Cabo Delgado. Governo diz que a situação está “sob controlo”, mas tudo indica o contrário

Cabo Delgado. Governo diz que a situação está “sob controlo”, mas tudo indica o contrário


Os ataques jiadistas não abrandam em Palma, o número de deslocados cresce de dia para dia e Maputo é acusado de usar minas terrestres.


O Governo de Moçambique tem-se esforçado para mostrar que a situação está quase tranquila em Cabo Delgado, que as suas Forças de Defesa e Segurança (FDS) estão a conquistar terreno e os insurgentes a recuar. “De um modo geral, a situação está sob controle e estamos a infringir golpes pesados para o inimigo por isso estão a ver uma relativa calma”, considerou o ministro da Defesa Jaime Neto, citado pela RFI, esta quinta-feira.
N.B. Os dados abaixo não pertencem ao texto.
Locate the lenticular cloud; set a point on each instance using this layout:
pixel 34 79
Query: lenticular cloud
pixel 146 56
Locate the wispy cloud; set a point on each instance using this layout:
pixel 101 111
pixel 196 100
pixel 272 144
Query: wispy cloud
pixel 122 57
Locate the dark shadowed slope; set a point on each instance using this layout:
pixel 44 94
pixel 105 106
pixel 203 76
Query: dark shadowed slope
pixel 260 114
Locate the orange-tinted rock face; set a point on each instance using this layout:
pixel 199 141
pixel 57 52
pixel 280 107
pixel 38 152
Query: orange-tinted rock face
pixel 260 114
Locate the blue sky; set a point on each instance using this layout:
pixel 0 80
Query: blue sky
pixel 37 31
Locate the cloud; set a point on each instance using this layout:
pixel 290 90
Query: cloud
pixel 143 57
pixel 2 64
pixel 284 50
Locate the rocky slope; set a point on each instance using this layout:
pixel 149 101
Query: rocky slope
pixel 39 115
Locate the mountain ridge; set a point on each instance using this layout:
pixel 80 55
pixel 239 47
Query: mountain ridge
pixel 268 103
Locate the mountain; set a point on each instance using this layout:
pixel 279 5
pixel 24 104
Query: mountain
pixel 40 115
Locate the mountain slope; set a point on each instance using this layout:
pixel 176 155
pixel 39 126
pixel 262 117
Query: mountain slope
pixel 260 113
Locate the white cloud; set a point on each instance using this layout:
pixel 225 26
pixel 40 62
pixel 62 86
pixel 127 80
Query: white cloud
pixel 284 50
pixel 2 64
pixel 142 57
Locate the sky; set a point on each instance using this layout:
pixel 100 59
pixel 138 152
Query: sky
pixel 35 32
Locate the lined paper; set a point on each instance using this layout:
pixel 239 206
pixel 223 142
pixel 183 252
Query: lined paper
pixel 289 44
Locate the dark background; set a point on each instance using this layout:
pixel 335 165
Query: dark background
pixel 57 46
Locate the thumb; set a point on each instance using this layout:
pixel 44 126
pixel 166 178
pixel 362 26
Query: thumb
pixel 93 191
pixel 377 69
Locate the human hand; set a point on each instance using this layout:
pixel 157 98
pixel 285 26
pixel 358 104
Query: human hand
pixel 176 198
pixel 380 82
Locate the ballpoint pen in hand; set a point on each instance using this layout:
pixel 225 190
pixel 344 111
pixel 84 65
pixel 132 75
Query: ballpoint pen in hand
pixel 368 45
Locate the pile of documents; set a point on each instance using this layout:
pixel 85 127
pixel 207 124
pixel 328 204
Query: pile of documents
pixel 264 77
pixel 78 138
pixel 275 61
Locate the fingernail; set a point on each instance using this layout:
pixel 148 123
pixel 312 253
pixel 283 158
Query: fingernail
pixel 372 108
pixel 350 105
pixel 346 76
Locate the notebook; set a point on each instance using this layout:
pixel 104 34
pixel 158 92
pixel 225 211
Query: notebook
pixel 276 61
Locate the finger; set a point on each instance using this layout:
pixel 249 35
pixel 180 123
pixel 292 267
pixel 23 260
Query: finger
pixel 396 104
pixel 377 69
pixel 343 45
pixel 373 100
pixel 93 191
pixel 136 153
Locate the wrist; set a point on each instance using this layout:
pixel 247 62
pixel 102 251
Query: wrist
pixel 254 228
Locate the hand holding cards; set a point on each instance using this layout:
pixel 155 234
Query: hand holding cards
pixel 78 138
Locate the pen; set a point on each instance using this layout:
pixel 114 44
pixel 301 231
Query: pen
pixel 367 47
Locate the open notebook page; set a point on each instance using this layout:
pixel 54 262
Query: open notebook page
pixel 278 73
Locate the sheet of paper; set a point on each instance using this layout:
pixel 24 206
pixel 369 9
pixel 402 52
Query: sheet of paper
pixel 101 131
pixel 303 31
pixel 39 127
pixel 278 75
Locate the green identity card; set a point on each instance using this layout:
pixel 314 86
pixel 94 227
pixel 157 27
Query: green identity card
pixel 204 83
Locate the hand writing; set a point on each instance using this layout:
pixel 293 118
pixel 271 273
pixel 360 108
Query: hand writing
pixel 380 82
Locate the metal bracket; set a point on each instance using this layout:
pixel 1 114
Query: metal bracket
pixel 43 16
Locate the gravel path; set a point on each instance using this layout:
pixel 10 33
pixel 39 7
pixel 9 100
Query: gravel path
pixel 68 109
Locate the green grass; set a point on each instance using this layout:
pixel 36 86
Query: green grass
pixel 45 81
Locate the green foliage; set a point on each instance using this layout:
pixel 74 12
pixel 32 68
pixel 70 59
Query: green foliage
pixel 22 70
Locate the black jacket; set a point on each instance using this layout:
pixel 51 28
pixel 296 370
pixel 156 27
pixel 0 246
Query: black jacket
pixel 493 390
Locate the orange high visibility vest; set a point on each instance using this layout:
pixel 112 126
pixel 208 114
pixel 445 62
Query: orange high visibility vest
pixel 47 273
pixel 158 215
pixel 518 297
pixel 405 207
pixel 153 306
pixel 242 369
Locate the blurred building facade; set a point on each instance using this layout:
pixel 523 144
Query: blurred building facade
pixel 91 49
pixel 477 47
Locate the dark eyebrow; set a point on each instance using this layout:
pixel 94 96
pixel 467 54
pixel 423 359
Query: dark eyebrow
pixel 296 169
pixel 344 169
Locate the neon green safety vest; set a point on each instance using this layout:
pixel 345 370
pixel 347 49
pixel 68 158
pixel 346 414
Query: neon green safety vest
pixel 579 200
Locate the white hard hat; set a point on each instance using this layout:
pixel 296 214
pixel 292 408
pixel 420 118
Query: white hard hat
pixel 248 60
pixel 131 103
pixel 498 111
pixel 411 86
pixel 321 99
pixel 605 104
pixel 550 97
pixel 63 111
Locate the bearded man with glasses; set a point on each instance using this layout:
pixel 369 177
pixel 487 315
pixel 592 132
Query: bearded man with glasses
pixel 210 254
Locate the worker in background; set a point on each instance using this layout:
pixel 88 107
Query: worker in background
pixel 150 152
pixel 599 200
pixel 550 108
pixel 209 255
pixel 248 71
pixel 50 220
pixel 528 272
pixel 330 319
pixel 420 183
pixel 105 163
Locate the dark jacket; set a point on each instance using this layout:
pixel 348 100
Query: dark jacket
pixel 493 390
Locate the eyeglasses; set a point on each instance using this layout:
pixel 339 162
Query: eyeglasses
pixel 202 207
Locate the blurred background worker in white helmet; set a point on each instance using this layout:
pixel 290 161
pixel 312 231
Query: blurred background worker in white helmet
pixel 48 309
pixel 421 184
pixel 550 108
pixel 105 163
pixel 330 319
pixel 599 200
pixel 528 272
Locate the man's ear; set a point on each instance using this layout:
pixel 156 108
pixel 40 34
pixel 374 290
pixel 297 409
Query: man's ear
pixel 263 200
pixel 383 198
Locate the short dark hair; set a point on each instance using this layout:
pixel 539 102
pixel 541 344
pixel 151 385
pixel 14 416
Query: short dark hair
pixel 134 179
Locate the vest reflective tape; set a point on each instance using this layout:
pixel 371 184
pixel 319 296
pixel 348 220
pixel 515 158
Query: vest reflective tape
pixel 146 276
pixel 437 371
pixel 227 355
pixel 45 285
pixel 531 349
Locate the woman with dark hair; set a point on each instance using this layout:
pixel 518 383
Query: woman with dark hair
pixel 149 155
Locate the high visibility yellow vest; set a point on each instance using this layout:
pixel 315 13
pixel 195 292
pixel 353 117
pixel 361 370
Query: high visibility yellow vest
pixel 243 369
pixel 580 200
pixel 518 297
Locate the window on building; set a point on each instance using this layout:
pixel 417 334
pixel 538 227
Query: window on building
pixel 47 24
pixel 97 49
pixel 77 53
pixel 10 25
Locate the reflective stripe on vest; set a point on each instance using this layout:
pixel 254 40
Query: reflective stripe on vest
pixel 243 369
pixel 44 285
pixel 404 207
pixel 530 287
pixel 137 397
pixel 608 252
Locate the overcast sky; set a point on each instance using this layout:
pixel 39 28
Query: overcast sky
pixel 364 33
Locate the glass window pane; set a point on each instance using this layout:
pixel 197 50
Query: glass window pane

No entanto, essa já era a conversa do costume do Governo antes do ataque a Palma, em março, que visou uma vila estratégica, nos arredores de gigantescas explorações da petrolífera francesa Total, surpreendendo tudo e todos, mostrando a incapacidade das forças moçambicanas e a escala do poder de fogo dos insurgentes jiadistas – que tudo indica estarem cada vez mais entrincheirados nas extensas matas desta província no norte do país, sem grandes perspetivas de que sejam batidos tão cedo.

Palma – que o Governo fez sua prioridade, declarando a localidade como estando totalmente sobre o seu controlo – virou quase vila fantasma, e mesmo assim continua a haver ataques dos insurgentes, trocas de fogo, decapitações e gente em fuga, segundo a imprensa moçambicana. “As pessoas são decapitadas e as casas incendiadas”, contou Mariamo Tchimbuata, uma habitante que escapou recentemente para Pemba, ao jornal moçambicano O País. É uma das poucas fontes acessíveis aos jornalistas – as Forças de Defesa e Segurança continuam a vedar todo o acesso da imprensa à vila, havendo até relatos de que parte da localidade continua nas mãos dos jiadistas, ou pelo menos é disputada.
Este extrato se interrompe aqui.